Quando eu era pequena demais para enxergar o alto caixão, me ofereceram o banquinho da verdade! Depois que ali pisei tudo foi mudando. Assim foi ver os lábios duma vó fria, tão roxos... A feia adormecida! Nunca mais quis saber da bala roxa que ela antes oferecia, Vê-la entrar na caverna do urso... Espero que desperte primeiro e fuja, devo ter pensado... Ainda sem querer entender da morte, dava vexame aos meus pais nos enterros, brincava de pular túmulos pra ir reparando as fotos, uma vez ergui uma suposta peruca da terra, espiava o saco de ossos, apagava as velas que não eram de aniversário, brinquei até com os bigatos da rachadura, era uma aventura! Mas quando a curiosidade alcançou a razão, lá estava eu possuída de medo, dormindo no meio de meus pais, chorando e pedindo pra que eles demorassem pra morrer... Os enchi de perguntas sobre o céu. Um dia meu cachorro morreu, meu irmão o encontrou duro, cunhando a terra, minha mãe disse que ele não podia ir pro céu, e naquele dia decidi não querer ir pro céu também. Quando a rebeldia da adolescência chegou, éramos mais um ciclo de jovens cabelos roxos, nossa forma de aceitar que tudo acaba. Quando se é adulto e pensa já poder lidar com uma vida mais pálida, houve ainda a morte de um Anjo, quando duas andorinhas se chocaram, e seu rosto era metade roxo, metade pálido. Tive ainda minha quase morte com sangue roxo esguichando de mim numa UTI... O curso de publicidade ousou me ensinar que o roxo claro causava uma positividade ? Bem, eu gostava era de marrom, amarelo... — Olha! — Avistando de uma colina — Um bolsão de coisas geométricas pequenas e coloridas, o que será que é? — meu marido me repreendeu — é um cemitério!

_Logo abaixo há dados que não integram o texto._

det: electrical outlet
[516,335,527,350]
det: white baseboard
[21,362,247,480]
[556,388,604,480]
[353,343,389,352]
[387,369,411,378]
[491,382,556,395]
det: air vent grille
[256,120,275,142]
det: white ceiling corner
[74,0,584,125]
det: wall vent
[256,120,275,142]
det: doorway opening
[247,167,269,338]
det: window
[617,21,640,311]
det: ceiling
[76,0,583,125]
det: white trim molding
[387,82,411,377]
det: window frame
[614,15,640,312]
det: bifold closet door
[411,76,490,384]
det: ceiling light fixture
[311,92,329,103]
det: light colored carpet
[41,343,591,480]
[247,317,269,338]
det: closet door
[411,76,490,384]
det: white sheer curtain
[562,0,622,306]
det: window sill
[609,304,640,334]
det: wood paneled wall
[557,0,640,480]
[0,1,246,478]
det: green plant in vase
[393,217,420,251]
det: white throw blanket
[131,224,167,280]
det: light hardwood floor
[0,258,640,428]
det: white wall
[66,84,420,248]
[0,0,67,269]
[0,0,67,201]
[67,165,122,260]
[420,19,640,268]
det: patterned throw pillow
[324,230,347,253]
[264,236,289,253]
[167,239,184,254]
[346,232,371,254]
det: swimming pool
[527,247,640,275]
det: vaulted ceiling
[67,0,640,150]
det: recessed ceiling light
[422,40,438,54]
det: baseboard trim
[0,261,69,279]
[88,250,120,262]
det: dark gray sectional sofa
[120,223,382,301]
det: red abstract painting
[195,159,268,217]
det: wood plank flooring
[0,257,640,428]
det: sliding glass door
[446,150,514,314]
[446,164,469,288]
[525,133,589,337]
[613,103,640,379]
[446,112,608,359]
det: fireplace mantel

E terminamos o que era a agradável viagem, sob o silêncio incurável de quem havia a pouco afagado nossa gelatininha de uva, inanimada, assassinada, feto natimorto pro Estado, nosso filho Vicente. Ainda me lembro da enfermeira tentando desfocar a agonia, pega as pontas dos meus dedos e pergunta — Que cor é essa ? Furta-cor ? Meio roxo? — E eu disse aos soluços — É da impala, se chama ne-ne-ne neném!